Re: [PATCH 5/8] x86/mce: Avoid tail copy when machine check terminated a copy from user

From: Borislav Petkov
Date: Thu Sep 17 2020 - 13:05:02 EST


Replying a bit out of order:

> Both the code and the commit comment need much more of this
> description.

Hell yeah!

On Wed, Sep 16, 2020 at 12:26:59PM -0700, Luck, Tony wrote:
> So we take a another machine check on the same address when
> fault_in_pages_readable() does __get_user(). That ought to break
> us out ... but for some reason I still don't understand didn't.
> But even if it did ... the second machine check is not at all
> a good idea.

And I think this is the important point: for MCEs you absolutely don't
want to take another MCE and even walk into those fields. So what
fault_in_pages_readable() does normally, would be totally wrong. Imagine
you're playing minesweeper - you can't just pre-fault blocks without
counting the mines. :-P

So actually, I'm thinking:

.LMCE_during_user_access:
mov $-ENODEV, %eax
ASM_CLAC
ret

I have no clue which error code we should put there but it should be an
error code which tells you not to retry and to back off immediately.

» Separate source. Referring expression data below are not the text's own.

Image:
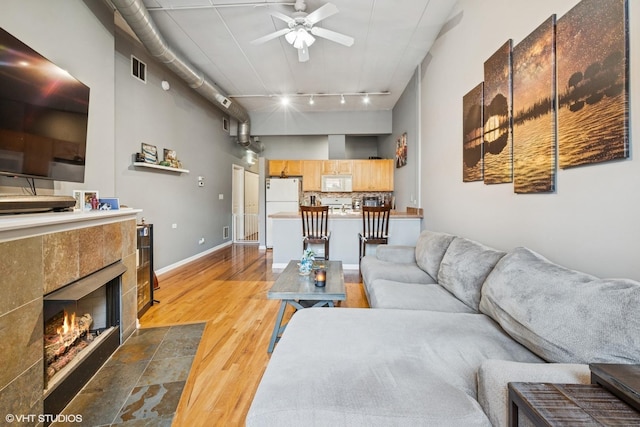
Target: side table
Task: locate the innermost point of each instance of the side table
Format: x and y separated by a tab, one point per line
547	404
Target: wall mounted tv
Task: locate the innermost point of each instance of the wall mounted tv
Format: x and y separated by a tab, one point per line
43	116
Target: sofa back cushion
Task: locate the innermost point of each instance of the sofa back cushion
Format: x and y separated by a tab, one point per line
563	315
464	267
430	249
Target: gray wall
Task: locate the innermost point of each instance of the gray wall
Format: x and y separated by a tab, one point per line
286	122
405	119
590	223
182	120
79	38
295	147
316	147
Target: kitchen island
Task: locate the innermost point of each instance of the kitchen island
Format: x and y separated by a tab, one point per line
404	229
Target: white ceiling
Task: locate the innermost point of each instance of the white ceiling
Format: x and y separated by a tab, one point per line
391	38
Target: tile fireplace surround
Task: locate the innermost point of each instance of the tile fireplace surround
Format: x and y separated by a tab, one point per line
40	253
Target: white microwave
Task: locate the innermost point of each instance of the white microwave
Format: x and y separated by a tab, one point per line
337	183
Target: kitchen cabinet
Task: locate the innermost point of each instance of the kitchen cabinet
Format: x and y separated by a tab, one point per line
373	175
337	167
311	175
285	167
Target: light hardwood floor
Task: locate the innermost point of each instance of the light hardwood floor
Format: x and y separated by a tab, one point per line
228	291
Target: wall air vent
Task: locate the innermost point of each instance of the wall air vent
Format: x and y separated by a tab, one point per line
138	69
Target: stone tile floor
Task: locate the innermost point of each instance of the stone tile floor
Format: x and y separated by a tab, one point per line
141	383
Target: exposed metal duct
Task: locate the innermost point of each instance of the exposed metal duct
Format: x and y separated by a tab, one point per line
137	17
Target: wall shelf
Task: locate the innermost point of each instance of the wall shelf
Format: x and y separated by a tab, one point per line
164	168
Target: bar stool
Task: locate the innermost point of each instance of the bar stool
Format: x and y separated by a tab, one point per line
315	227
375	227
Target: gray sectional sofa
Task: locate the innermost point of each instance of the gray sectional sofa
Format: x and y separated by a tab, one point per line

> Returning zero bytes left to say we completed avoids that. The
> user is guaranteed a SIGBUS when the task_work does fire. So whatever
> system call was in progress is not going to see the apparent
> successful return.

Yes, my only proposition with the error code is in case you're looking
at traces, to recognize that the copying encountered an MCE. In addition
to the "back off immediately" semantics, if there even is such defined
for users of copy_*_user().

> Unless you have some better way out of the dilemmma that the
> real fixup is only scheduled at the point that the extable
> fixup just arranges for a simple local return from the copy.

Right, see above: I think it is imperative *not* to walk into that area
again and not do any retrying.

> When the return to user happens the task_work that was scheduled
> in the machine check handler takes care of the error return to the
> user.

Yeah, let's write that whole flow down somewhere - not in a commit
message - so that it is clear what happens.

Thx.

--
Regards/Gruss,
Boris.

https://people.kernel.org/tglx/notes-about-netiquette